You must specify a table type and define one or more columns as a sort key at table creation. This way, when data is initially loaded into the table that you created, StarRocks can sort, process, and store the data based on the sort key. This topic describes the table types that StarRocks provides to meet your varying business requirements.
StarRocks provides four table types: Duplicate Key table, Aggregate table, Unique Key table, and Primary Key table. These four table types are well suited to a wide range of data analytics scenarios such as log analysis, data aggregation and analysis, and real-time data analysis.
When data is loaded into a table created by using a certain table type, data is sorted and stored according to one or more columns defined as the sort key when the table is created. The sort key is usually one or more columns that are frequently used as filter conditions in queries, thereby accelerating queries.
In the Duplicate Key table, the sort key specified by
DUPLICATE KEY is used to sort data and is not assigned a UNIQUE constraint.
In the Aggregate table, the sort key specified by
AGGREGATE KEY is used to sort data and is assigned a UNIQUE constraint.
In the Unique Key table, the sort key specified by
UNIQUE KEY is used to sort data and is assigned a UNIQUE constraint.
In the Primary Key table, the primary key and sort key are decoupled. The primary key specified by
PRIMARY KEY is assigned UNIQUE and NOT NULL constraints. The sort key specified by
ORDER BY is used for sorting data.
- In versions earlier than v3.0, the Primary Key table does not support defining the primary key and sort key separately.
- For more descriptions of sort keys, see Sort keys and prefix indexes.
Sort key columns must be defined prior to the other columns in the statement for table creation.
The order of sort key columns in the statement for table creation specifies the order of the conditions based on which the rows in the table are sorted.
The length of the prefix index for a table is limited to 36 bytes. If the total length of the sort key columns exceeds 36 bytes, StarRocks stores only the first few sort key columns within the length limit for the prefix index.
If the records to be loaded into a table have the same primary key, StarRocks processes and stores the records based on the table type:
Duplicate Key table
StarRocks loads each of the records as a separate row into the table. After the data load is complete, the table contains rows that have the same primary key, and the rows map the source records in a one-to-one relationship. You can recall all historical data that you loaded.
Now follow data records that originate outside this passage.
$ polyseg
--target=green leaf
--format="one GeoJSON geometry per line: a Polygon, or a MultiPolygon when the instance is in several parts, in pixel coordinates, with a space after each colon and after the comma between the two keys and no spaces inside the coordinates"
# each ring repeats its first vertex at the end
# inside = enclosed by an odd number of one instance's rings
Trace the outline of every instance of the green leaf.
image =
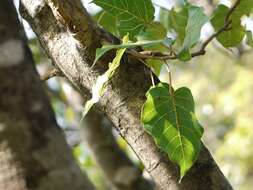
{"type": "MultiPolygon", "coordinates": [[[[128,42],[128,36],[123,38],[123,44],[128,42]]],[[[109,69],[101,76],[98,77],[96,84],[92,87],[92,98],[85,103],[82,119],[89,112],[92,106],[99,101],[99,98],[104,94],[107,82],[113,77],[116,69],[120,65],[122,56],[126,48],[121,48],[116,52],[116,57],[109,63],[109,69]]]]}
{"type": "MultiPolygon", "coordinates": [[[[211,23],[215,29],[218,31],[220,28],[224,26],[226,15],[229,11],[229,8],[225,5],[219,5],[217,9],[213,13],[213,18],[211,19],[211,23]]],[[[237,46],[244,38],[245,30],[241,26],[241,17],[232,18],[232,23],[230,30],[222,32],[217,40],[226,48],[237,46]]]]}
{"type": "MultiPolygon", "coordinates": [[[[216,31],[218,31],[225,23],[226,15],[229,8],[225,5],[219,5],[213,13],[211,23],[216,31]]],[[[241,18],[244,15],[249,15],[253,12],[252,0],[241,0],[240,4],[236,7],[230,16],[232,21],[230,30],[222,32],[217,40],[226,48],[237,46],[244,38],[246,31],[241,25],[241,18]]]]}
{"type": "Polygon", "coordinates": [[[166,28],[160,22],[152,22],[145,31],[139,34],[138,40],[159,40],[166,36],[166,28]]]}
{"type": "Polygon", "coordinates": [[[253,47],[253,36],[251,31],[246,31],[246,44],[253,47]]]}
{"type": "Polygon", "coordinates": [[[163,62],[157,59],[148,59],[146,60],[147,66],[152,69],[157,77],[159,77],[163,62]]]}
{"type": "Polygon", "coordinates": [[[180,166],[182,177],[192,167],[201,149],[203,128],[194,114],[194,100],[188,88],[174,91],[165,83],[146,94],[141,121],[156,144],[180,166]]]}
{"type": "Polygon", "coordinates": [[[108,14],[106,11],[100,11],[94,15],[94,19],[107,31],[117,34],[117,21],[116,18],[108,14]]]}
{"type": "Polygon", "coordinates": [[[168,21],[168,27],[175,30],[177,33],[177,40],[179,41],[179,44],[182,45],[184,43],[185,28],[188,21],[187,7],[184,6],[180,12],[176,12],[172,9],[169,12],[168,21]]]}
{"type": "Polygon", "coordinates": [[[153,40],[153,41],[138,41],[135,43],[125,43],[120,45],[103,45],[101,48],[96,50],[96,58],[93,64],[95,64],[106,52],[112,49],[119,49],[119,48],[134,48],[137,46],[141,47],[150,47],[159,44],[164,44],[165,46],[171,46],[174,43],[174,40],[170,38],[162,39],[162,40],[153,40]]]}
{"type": "Polygon", "coordinates": [[[188,6],[188,20],[185,28],[183,47],[179,52],[179,59],[188,61],[191,59],[190,49],[198,43],[203,25],[208,21],[203,8],[188,6]]]}
{"type": "Polygon", "coordinates": [[[155,9],[151,0],[93,0],[118,20],[120,34],[129,33],[130,39],[154,20],[155,9]]]}

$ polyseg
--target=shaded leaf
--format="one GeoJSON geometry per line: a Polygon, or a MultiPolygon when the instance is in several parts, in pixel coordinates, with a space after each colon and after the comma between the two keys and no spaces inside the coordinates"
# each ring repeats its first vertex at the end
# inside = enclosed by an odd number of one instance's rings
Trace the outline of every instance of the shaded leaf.
{"type": "MultiPolygon", "coordinates": [[[[215,29],[218,31],[224,26],[226,15],[229,11],[229,8],[225,5],[219,5],[213,13],[213,18],[211,23],[215,29]]],[[[226,48],[237,46],[245,35],[245,30],[241,26],[240,17],[235,17],[232,19],[230,30],[222,32],[217,40],[226,48]]]]}
{"type": "Polygon", "coordinates": [[[171,46],[174,43],[174,40],[170,38],[162,39],[162,40],[153,40],[153,41],[138,41],[135,43],[125,43],[121,45],[103,45],[101,48],[97,48],[96,50],[96,58],[93,64],[95,64],[106,52],[112,49],[119,49],[119,48],[134,48],[137,46],[141,47],[149,47],[155,46],[159,44],[164,44],[165,46],[171,46]]]}
{"type": "Polygon", "coordinates": [[[159,40],[166,36],[166,28],[160,22],[152,22],[145,31],[139,34],[138,40],[159,40]]]}
{"type": "Polygon", "coordinates": [[[194,114],[191,91],[169,88],[159,83],[147,92],[141,120],[156,144],[180,166],[182,179],[198,158],[203,128],[194,114]]]}
{"type": "Polygon", "coordinates": [[[94,15],[94,19],[107,31],[117,34],[117,21],[116,18],[108,14],[106,11],[100,11],[94,15]]]}
{"type": "Polygon", "coordinates": [[[129,33],[132,39],[154,19],[155,9],[151,0],[93,0],[118,20],[121,35],[129,33]]]}

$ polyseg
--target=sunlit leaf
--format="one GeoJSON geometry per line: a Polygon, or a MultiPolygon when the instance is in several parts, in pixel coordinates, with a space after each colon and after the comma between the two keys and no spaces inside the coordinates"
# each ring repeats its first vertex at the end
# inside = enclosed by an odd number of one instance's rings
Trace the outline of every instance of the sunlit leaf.
{"type": "Polygon", "coordinates": [[[149,46],[155,46],[159,44],[164,44],[165,46],[170,46],[174,43],[174,40],[170,38],[165,38],[162,40],[153,40],[153,41],[138,41],[135,43],[125,43],[125,44],[120,44],[120,45],[104,45],[101,48],[98,48],[96,50],[96,59],[94,61],[94,64],[108,51],[112,49],[119,49],[119,48],[134,48],[137,46],[141,47],[149,47],[149,46]]]}
{"type": "Polygon", "coordinates": [[[253,36],[251,31],[246,31],[246,44],[253,47],[253,36]]]}
{"type": "Polygon", "coordinates": [[[187,21],[188,21],[187,7],[184,6],[180,12],[176,12],[174,9],[172,9],[169,12],[168,27],[170,29],[175,30],[175,32],[177,33],[177,40],[179,41],[180,45],[184,43],[185,28],[187,25],[187,21]]]}
{"type": "Polygon", "coordinates": [[[102,10],[94,15],[94,19],[107,31],[117,34],[117,21],[116,18],[102,10]]]}
{"type": "Polygon", "coordinates": [[[118,20],[120,34],[130,38],[141,32],[154,19],[155,9],[151,0],[93,0],[118,20]]]}
{"type": "Polygon", "coordinates": [[[204,14],[203,8],[189,6],[188,20],[185,28],[185,38],[183,47],[179,52],[180,60],[187,61],[191,59],[190,49],[198,43],[201,29],[207,21],[208,17],[204,14]]]}
{"type": "Polygon", "coordinates": [[[141,120],[157,145],[180,166],[182,177],[192,167],[201,149],[203,128],[194,114],[194,100],[188,88],[174,91],[165,83],[152,87],[141,120]]]}
{"type": "MultiPolygon", "coordinates": [[[[229,8],[225,5],[219,5],[213,13],[213,18],[211,23],[216,31],[224,26],[226,15],[229,11],[229,8]]],[[[222,32],[217,40],[224,47],[235,47],[242,40],[245,35],[244,28],[241,26],[241,20],[239,18],[233,19],[231,27],[228,31],[222,32]]]]}

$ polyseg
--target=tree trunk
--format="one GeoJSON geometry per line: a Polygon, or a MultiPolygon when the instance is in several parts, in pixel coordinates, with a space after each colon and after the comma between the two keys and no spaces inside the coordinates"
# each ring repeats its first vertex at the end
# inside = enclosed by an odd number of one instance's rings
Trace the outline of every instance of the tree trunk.
{"type": "Polygon", "coordinates": [[[0,1],[0,189],[92,190],[36,73],[13,2],[0,1]]]}
{"type": "Polygon", "coordinates": [[[94,159],[114,190],[151,190],[151,183],[142,177],[114,138],[111,125],[105,125],[102,114],[91,110],[81,129],[94,159]]]}
{"type": "MultiPolygon", "coordinates": [[[[95,49],[100,46],[101,33],[81,3],[78,0],[21,2],[23,17],[31,24],[57,67],[83,93],[90,92],[105,63],[91,67],[95,49]]],[[[161,153],[140,123],[145,92],[151,85],[145,71],[142,63],[128,58],[108,86],[99,103],[100,109],[136,152],[160,189],[232,189],[204,146],[198,161],[178,183],[178,169],[161,153]]]]}

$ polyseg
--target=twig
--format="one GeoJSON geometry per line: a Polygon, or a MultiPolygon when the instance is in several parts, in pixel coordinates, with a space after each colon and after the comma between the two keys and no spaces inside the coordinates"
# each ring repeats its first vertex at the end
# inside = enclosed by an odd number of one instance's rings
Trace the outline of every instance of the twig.
{"type": "Polygon", "coordinates": [[[51,68],[49,69],[46,74],[40,77],[41,81],[47,81],[50,78],[56,77],[56,76],[63,76],[62,72],[59,69],[51,68]]]}

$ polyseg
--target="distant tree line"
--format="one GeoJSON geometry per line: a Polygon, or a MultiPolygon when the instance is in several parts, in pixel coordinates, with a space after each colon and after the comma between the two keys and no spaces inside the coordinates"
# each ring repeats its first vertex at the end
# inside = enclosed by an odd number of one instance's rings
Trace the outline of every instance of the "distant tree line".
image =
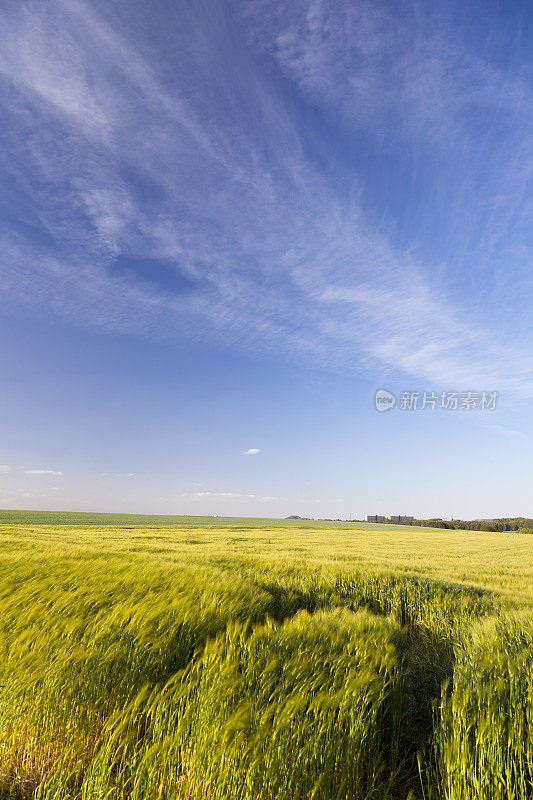
{"type": "Polygon", "coordinates": [[[500,517],[493,520],[460,520],[460,519],[414,519],[409,522],[400,522],[399,525],[418,525],[424,528],[449,528],[451,530],[468,531],[518,531],[519,533],[533,533],[533,519],[527,517],[500,517]]]}

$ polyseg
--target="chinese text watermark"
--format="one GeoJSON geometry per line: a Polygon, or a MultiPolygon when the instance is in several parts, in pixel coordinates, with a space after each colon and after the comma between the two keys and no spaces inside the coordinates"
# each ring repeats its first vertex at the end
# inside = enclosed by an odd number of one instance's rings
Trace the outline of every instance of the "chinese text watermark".
{"type": "Polygon", "coordinates": [[[378,411],[494,411],[498,392],[400,392],[399,397],[378,389],[374,403],[378,411]]]}

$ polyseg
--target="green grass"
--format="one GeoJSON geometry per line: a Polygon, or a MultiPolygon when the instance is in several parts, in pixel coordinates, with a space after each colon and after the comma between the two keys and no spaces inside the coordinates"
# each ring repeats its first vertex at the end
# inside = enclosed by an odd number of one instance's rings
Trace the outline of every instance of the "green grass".
{"type": "Polygon", "coordinates": [[[163,514],[110,514],[85,511],[9,511],[0,510],[0,525],[246,525],[261,528],[369,528],[374,530],[402,530],[404,526],[374,522],[345,522],[304,519],[267,519],[260,517],[188,517],[163,514]]]}
{"type": "Polygon", "coordinates": [[[208,520],[0,526],[0,797],[533,798],[531,537],[208,520]]]}

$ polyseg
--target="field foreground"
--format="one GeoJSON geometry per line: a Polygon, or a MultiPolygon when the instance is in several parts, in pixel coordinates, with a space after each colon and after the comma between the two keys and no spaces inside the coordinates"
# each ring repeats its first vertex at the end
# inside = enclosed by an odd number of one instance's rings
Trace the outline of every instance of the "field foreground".
{"type": "Polygon", "coordinates": [[[0,526],[0,797],[533,798],[533,537],[0,526]]]}

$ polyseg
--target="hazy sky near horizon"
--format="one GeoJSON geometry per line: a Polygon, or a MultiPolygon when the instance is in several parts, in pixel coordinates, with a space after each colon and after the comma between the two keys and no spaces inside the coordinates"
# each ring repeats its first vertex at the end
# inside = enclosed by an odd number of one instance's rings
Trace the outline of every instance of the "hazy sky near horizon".
{"type": "Polygon", "coordinates": [[[526,0],[4,0],[0,507],[533,516],[532,65],[526,0]]]}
StarRocks aggregates the records into one record and loads the aggregated record as a row into the table. After the loading is complete, the table does not contain rows that have the same primary key. You can recall the aggregation results of all historical data that you loaded. However, you cannot recall all historical data.
Unique Key table and Primary Key table
StarRocks replaces each newly loaded record with the previously loaded record and retains only the most recently loaded record as a row in the table. After the loading is complete, the table does not contain rows that have the same primary key. The Unique Key table and the Primary Key table can be considered a special Aggregate table in which the REPLACE aggregate function is specified for metric columns to return the most recent record among a group of records that have the same primary key.